In Salazar v. AT&T Mobility LLC, [2021-2320, 2021-2376] (April 5, 2023), the Federal Circuit affirmed judgment of noninfringement of U.S. Patent No. 5,802,467 describing technology for wireless and wired communications.
Claim 1 of the ‘467 patent required “a microprocessor for generating a plurality of control signals used to operate said system, said microprocessor creating a plurality of reprogrammable communication protocols, for transmission to said external devices wherein each communication protocol includes a command code set that defines the signals that are employed to communicate with each one of said external devices.” The district court construed the court construed “a microprocessor” to mean one microprocessor.”
On appeal, Salazar argued that the court should have interpreted a microprocessor” to require one or more microprocessors, any one of which may be capable of performing each of the “generating,” “creating,” and “retrieving” functions recited in the claims.
The Federal Circuit explained that the indefinite article “a” means “‘one or more’ in open-ended claims containing the transitional phrase ‘comprising.’” The Court said an exception to the general rule that “a” means more than one only arises where the language of the claims themselves, the specification, or the prosecution history necessitate a departure from the rule.” The Federal Circuit further explained that the use of the term “said” indicates that this portion of the claim limitation is a reference back to the previously claimed” term.
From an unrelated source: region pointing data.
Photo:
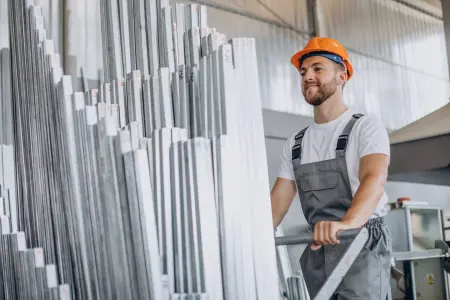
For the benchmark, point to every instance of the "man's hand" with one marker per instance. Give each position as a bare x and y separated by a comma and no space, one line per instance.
325,233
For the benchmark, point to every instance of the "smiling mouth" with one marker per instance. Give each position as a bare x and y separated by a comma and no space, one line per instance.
307,88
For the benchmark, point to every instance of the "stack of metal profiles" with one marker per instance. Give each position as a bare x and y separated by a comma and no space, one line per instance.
153,185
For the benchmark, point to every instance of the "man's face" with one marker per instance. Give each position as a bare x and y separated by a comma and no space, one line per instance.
319,79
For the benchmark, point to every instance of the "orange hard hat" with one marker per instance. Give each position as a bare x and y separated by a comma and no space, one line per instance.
324,45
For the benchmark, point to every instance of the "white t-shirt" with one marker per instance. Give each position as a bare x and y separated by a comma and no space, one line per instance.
368,136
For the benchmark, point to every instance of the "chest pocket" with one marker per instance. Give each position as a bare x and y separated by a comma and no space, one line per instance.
318,181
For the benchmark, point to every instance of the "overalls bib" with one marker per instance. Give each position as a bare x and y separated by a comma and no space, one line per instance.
325,195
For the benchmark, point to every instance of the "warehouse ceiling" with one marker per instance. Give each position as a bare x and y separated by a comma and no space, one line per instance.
420,151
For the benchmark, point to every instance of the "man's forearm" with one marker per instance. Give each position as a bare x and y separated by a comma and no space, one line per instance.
365,201
277,215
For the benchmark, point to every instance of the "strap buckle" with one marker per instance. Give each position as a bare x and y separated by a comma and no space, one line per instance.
342,142
299,135
296,151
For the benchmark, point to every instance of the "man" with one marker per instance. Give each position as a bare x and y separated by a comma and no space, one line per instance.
338,165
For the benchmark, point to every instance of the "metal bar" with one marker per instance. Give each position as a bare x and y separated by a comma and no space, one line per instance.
342,267
309,238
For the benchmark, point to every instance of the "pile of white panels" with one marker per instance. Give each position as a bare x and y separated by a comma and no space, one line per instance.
153,186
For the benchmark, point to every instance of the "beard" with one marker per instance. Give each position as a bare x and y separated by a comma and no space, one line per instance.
324,92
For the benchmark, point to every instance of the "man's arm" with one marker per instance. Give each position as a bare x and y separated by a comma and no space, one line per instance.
372,175
282,194
373,172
The claim term “said” is an “anaphoric phrase, referring to the initial antecedent phrase”. The subsequent use of the definite article ‘said’ in a claim to refer back to the same claim term does not change the general plural rule, but simply reinvokes that non-singular meaning.”
The Federal Circuit reviewed prior cases interpreting “a” and noted in particular In re Varma, 816
F.3d 1352 (Fed. Cir. 2016), which the district court had explained that the claim term provided certain functions that the “said microprocessor” must be “necessarily configured to perform as well as the structural relationship between ‘said microprocessor’ and other structural elements.” Thus, the district court reasoned, “at least one microprocessor must satisfy all the functional (and relational) limitations recited for ‘said microprocessor.’ On appeal, Salazar’s argued that a correct claim construction would encompass one microprocessor capable of performing one claimed function and another microprocessor capable of performing a different claimed function, even if no one microprocessor could perform all of the recited functions. The Federal Circuit rejected this argument, agreeing with the district court that while the claim term “a microprocessor” does not require there be only one microprocessor, the subsequent limitations referring back to “said microprocessor” require that at least one microprocessor be capable of performing each of the claimed functions, which the Court said was “entirely consistent” with it precedents. The Court noted that, as it stated in Varma, for a dog owner to have a dog that rolls over and fetches sticks, it does not suffice that he have two dogs, each able to perform just one of the tasks.